Dubai’s Virtual Assets Regulatory Authority (VARA) recently fined several cryptocurrency firms following new legal changes. In addition to the fines, VARA issued cease and desist orders, barring these companies from operating within the trade zone.
As a regulatory body, VARA plays a crucial role in overseeing the cryptocurrency sector across the United Arab Emirates (UAE).
Dubai’s VARA Punishes Seven Crypto Firms for Breaching Market Regulations
Dubai’s Virtual Assets Regulatory Authority fined seven cryptocurrency firms for violating marketing rules and operating without the necessary licenses. Along with the fines, VARA issued cease-and-desist orders but did not reveal the names of the entities involved.
“All entities in question have been instructed to immediately cease all activities and desist from undertaking any marketing or advertising of virtual asset services,” a paragraph in the statement read.
Fines ranged from 50,000 dirhams ($13,600) to 100,000 dirhams. This enforcement raised eyebrows, given the UAE’s typically crypto-friendly environment, which includes exemptions from value-added tax (VAT) on crypto transactions.
Read more: Crypto Regulation: What Are the Benefits and Drawbacks?
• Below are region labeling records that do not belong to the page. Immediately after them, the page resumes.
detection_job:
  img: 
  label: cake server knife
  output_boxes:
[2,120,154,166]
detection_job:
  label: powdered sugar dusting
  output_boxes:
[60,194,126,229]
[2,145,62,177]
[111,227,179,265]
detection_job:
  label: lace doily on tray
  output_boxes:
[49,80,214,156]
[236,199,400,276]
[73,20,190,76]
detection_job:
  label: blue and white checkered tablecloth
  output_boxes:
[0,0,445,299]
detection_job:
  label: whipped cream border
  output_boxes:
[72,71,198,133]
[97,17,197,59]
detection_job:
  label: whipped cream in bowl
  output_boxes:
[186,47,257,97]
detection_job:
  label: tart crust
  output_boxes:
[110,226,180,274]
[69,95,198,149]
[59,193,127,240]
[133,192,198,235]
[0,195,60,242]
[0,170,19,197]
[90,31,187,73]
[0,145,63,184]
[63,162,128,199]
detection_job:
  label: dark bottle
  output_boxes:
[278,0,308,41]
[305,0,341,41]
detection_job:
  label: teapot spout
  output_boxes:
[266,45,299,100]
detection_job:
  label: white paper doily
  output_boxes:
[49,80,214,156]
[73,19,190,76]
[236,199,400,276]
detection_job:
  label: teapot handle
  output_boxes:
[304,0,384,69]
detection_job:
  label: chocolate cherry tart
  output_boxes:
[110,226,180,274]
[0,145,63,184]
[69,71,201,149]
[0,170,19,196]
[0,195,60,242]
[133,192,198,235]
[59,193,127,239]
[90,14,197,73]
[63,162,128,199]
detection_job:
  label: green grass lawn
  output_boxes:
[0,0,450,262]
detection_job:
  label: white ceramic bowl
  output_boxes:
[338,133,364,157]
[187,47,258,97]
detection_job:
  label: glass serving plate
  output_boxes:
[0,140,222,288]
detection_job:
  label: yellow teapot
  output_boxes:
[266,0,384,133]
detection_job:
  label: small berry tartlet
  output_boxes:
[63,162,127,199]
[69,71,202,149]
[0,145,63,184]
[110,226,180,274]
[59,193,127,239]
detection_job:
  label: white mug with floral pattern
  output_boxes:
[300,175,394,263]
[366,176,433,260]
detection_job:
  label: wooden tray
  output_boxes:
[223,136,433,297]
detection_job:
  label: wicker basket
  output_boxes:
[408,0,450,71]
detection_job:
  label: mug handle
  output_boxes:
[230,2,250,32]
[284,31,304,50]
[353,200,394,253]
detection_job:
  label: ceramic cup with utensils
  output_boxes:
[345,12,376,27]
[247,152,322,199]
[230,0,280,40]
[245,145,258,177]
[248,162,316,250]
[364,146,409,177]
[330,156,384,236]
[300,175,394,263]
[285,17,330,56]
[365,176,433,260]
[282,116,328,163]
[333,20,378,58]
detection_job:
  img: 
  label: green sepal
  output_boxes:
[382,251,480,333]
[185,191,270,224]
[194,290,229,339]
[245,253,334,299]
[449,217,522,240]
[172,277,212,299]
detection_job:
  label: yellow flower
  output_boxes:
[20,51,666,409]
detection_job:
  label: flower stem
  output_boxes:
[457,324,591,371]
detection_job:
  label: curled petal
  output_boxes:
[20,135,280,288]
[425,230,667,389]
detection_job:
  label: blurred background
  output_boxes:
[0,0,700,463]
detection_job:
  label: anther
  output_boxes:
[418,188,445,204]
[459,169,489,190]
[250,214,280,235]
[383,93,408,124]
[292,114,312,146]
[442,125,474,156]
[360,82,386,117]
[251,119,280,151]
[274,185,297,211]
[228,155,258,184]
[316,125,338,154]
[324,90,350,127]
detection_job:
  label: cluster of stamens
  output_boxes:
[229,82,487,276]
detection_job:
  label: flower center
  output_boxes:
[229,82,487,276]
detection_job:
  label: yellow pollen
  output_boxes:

The crackdown follows new marketing regulations and guidance issued by VARA in late September 2024. These rules, effective as of last week, apply to all virtual asset advertisements, offers, or promotions within or targeting the UAE. The regulations affect both local and foreign entities, regardless of their authorization status from VARA.
VARA’s New Regulations on Marketing of Virtual Assets and Related Activities
Dubai’s VARA’s new legal changes demand full compliance with the regulator’s marketing regulations. One core requirement is that all crypto-related marketing targeting the UAE must only be carried out by VASPs (virtual asset service providers) licensed by VARA.
Non-compliance carries severe penalties, with fines reaching up to AED 10 million (EUR 2.5 million) per violation. The regulations also include several exemptions, such as a journalist exemption, provided certain conditions are met.
Although marketing regulations extend beyond the UAE, entities that do not target or operate in the UAE are exempt. However, marketing conducted from Dubai in other regions must comply with both UAE and international laws. VARA can collaborate with other jurisdictions on violations.
“Targeting the UAE” is defined broadly, factoring in the campaign’s content, use of local currency, and UAE-specific language or personalities. The regulations apply across all media types and require marketing materials to be fair, clear, and not misleading. Entities must keep compliance records for eight years.
Read more: How Does Regulation Impact Crypto Marketing? A Complete Guide
Finally, certain exemptions apply to journalistic content, educational materials, and personal communications. However, these must meet strict criteria to avoid being classified as marketing. Importantly, key opinion leaders (KOLs) do not qualify for these exemptions.
These regulatory updates are part of Dubai’s ongoing efforts to balance crypto innovation with consumer protection. They come as the region strengthens its position as a global hub for blockchain and digital assets. The new rules aim to safeguard retail and institutional investors from misleading content.